Les bons vieux PV, attribués sur-place et à chaud par un agent que l’on pouvait toujours tenter d’attendrir ou de convaincre, seraient-ils voués à disparaître dans un futur proche ? Certaines municipalités de France se livrent en tout cas à des expériences qui devraient faire froid dans le dos de tous les habitués de la double-file ou des stationnements express aux emplacements interdits !

Big Brother

C’est à Draguignan, dans le Var, que tout a commencé. Gérard Jobey, directeur de la police municipale, a en effet donné son feu vert pour la verbalisation via caméra de vidéo-surveillance… Désormais, une voiture mal stationnée peut être verbalisée sans qu’aucun contractuel ne se soit manifesté sur les lieux : une vue sur l’infraction suivie d’un zoom sur la plaque d’immatriculation suffisent pour justifier l’établissement de procès-verbal à distance… et sans discussion. Selon Gérard Jobey, interrogé par le Figaro, « il est presque impossible de lutter contre le stationnement gênant avec une présence policière ». Les policiers de Draguignan affirment cantonner leur surveillance « dans la limite du raisonnable », et se concentrer presque exclusivement sur les stationnements en double-file (à l’occasion sur les stationnements gênants pour la circulation ou réservés aux handicapés). Apparemment, la formule fait recette puisque 538 verbalisations ont été réalisées de la sorte en 2009, et n’ont donné lieu qu’à un seul contentieux.

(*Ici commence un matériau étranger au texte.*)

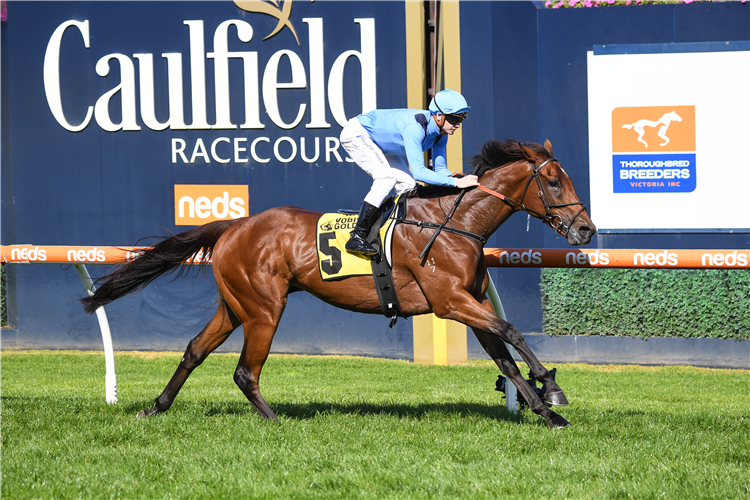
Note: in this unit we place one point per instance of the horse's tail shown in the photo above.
(162, 258)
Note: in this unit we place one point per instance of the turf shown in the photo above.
(366, 428)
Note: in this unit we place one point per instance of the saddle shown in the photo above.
(392, 211)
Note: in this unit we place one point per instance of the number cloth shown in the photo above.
(334, 261)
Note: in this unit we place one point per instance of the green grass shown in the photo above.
(366, 428)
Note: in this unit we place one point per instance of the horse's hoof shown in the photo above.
(556, 398)
(557, 422)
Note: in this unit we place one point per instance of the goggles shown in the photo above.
(457, 118)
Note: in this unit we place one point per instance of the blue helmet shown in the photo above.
(448, 102)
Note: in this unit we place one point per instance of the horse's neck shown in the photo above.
(478, 212)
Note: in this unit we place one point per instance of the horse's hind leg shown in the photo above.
(260, 306)
(212, 336)
(481, 318)
(258, 337)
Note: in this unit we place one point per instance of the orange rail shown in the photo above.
(495, 257)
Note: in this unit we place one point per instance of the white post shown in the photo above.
(110, 379)
(511, 393)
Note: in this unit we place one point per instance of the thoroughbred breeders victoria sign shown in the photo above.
(223, 94)
(660, 118)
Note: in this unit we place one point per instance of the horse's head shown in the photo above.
(539, 185)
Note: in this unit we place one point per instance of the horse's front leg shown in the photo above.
(494, 346)
(492, 332)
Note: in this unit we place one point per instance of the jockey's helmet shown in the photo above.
(449, 102)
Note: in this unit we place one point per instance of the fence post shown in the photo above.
(110, 379)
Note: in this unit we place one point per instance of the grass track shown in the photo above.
(366, 428)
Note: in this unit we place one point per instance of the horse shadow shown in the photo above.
(311, 410)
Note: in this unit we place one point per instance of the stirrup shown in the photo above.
(358, 244)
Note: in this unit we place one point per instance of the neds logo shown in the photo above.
(196, 204)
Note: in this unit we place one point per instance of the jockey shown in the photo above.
(379, 140)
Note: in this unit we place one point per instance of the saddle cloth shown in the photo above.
(332, 233)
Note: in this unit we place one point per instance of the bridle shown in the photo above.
(553, 220)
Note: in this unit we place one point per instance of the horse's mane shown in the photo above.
(494, 154)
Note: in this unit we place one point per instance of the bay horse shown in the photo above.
(259, 260)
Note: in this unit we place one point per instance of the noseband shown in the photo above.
(554, 220)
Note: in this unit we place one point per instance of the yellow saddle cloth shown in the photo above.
(334, 261)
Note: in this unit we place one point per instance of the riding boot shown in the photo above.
(358, 237)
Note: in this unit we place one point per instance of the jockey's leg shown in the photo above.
(404, 181)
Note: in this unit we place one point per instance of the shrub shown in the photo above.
(643, 303)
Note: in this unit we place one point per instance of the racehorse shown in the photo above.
(259, 260)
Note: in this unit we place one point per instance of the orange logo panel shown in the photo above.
(196, 204)
(653, 129)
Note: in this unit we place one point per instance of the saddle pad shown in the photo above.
(334, 261)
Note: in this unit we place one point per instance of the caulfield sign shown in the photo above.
(653, 149)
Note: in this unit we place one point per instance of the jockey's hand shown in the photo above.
(467, 181)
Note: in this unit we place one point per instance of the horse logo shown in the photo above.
(664, 121)
(272, 8)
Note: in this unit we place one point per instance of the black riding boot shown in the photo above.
(358, 241)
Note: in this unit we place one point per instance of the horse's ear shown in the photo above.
(527, 153)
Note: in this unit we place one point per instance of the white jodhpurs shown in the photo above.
(387, 171)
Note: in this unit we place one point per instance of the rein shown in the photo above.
(547, 216)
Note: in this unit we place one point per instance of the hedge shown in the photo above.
(643, 303)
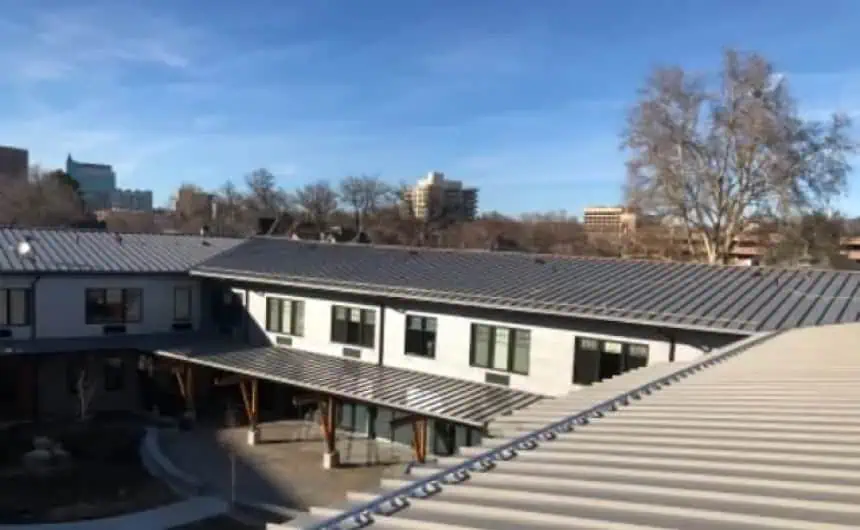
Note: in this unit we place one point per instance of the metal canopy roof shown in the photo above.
(100, 252)
(681, 295)
(434, 396)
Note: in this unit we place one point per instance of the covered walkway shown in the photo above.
(331, 382)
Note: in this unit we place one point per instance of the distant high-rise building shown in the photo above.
(435, 197)
(14, 162)
(133, 200)
(97, 182)
(609, 220)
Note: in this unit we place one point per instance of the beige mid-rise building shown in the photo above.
(609, 220)
(435, 197)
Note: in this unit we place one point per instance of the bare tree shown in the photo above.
(319, 202)
(265, 197)
(85, 388)
(364, 195)
(713, 158)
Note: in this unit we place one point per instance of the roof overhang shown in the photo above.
(423, 295)
(429, 395)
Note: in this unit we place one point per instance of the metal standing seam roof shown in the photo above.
(763, 434)
(99, 252)
(445, 398)
(742, 300)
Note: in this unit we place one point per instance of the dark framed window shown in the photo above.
(353, 326)
(15, 307)
(596, 359)
(500, 348)
(182, 297)
(114, 306)
(421, 336)
(285, 316)
(113, 373)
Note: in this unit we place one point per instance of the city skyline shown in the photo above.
(506, 100)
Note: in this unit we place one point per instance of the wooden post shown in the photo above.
(419, 439)
(250, 400)
(328, 427)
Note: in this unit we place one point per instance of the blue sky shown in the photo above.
(522, 98)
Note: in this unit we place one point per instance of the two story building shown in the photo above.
(78, 307)
(377, 339)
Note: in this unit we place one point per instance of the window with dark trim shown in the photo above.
(15, 307)
(113, 374)
(353, 326)
(596, 359)
(182, 304)
(114, 306)
(285, 316)
(420, 336)
(501, 348)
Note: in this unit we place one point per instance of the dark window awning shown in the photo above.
(428, 395)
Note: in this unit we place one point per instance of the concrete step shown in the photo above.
(384, 522)
(687, 495)
(622, 463)
(523, 476)
(846, 409)
(717, 433)
(513, 505)
(781, 424)
(793, 426)
(595, 437)
(824, 417)
(455, 516)
(597, 450)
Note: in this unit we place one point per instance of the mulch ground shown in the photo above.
(103, 477)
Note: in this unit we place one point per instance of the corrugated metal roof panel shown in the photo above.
(99, 252)
(431, 395)
(715, 298)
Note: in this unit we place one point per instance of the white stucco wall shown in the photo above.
(551, 353)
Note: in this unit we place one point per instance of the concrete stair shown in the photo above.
(769, 439)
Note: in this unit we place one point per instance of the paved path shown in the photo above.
(285, 470)
(162, 518)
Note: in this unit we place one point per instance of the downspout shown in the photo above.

Sur le plan légal, le procédé alimente les débats. Pour certains, une simple prise de vue ne peut constituer une pièce suffisante pour l’établissement d’un procès-verbal : impossible de vérifier par exemple que la plaque d’immatriculation du véhicule verbalisé est bien fixée, ni qu’elle est identique à l’avant et à l’arrière. Il semble toutefois que l’utilisation des caméras de vidéo-surveillance pour lutter contre les conducteurs indélicats reste légale tant qu’aucun appareil spécifiquement dédié à cet usage n’a été prévu par la loi. Rémy Josseaume, juriste et président de la commission juridique de l’association «40 millions d’automobilistes» explique ainsi que, « à partir du moment où il n’existe pas d’appareil spécifiquement homologué pour constater un stationnement gênant, on peut se servir de la vidéo-surveillance. ». Afin de pouvoir se justifier en cas de contestation, la préfecture doit conserver les clichés réalisés par la caméra de vidéo-surveillance pendant un an.

Pour l’instant toutefois, très peu de municipalités se sont lancées dans l’aventure. Et si Cannes a testé le dispositif au mois d’octobre de cette année, Paris résiste encore à la tentation de la contravention par caméra interposée et la préfecture se veut rassurante : « ce n’est ni en place ni prévu pour l’instant ».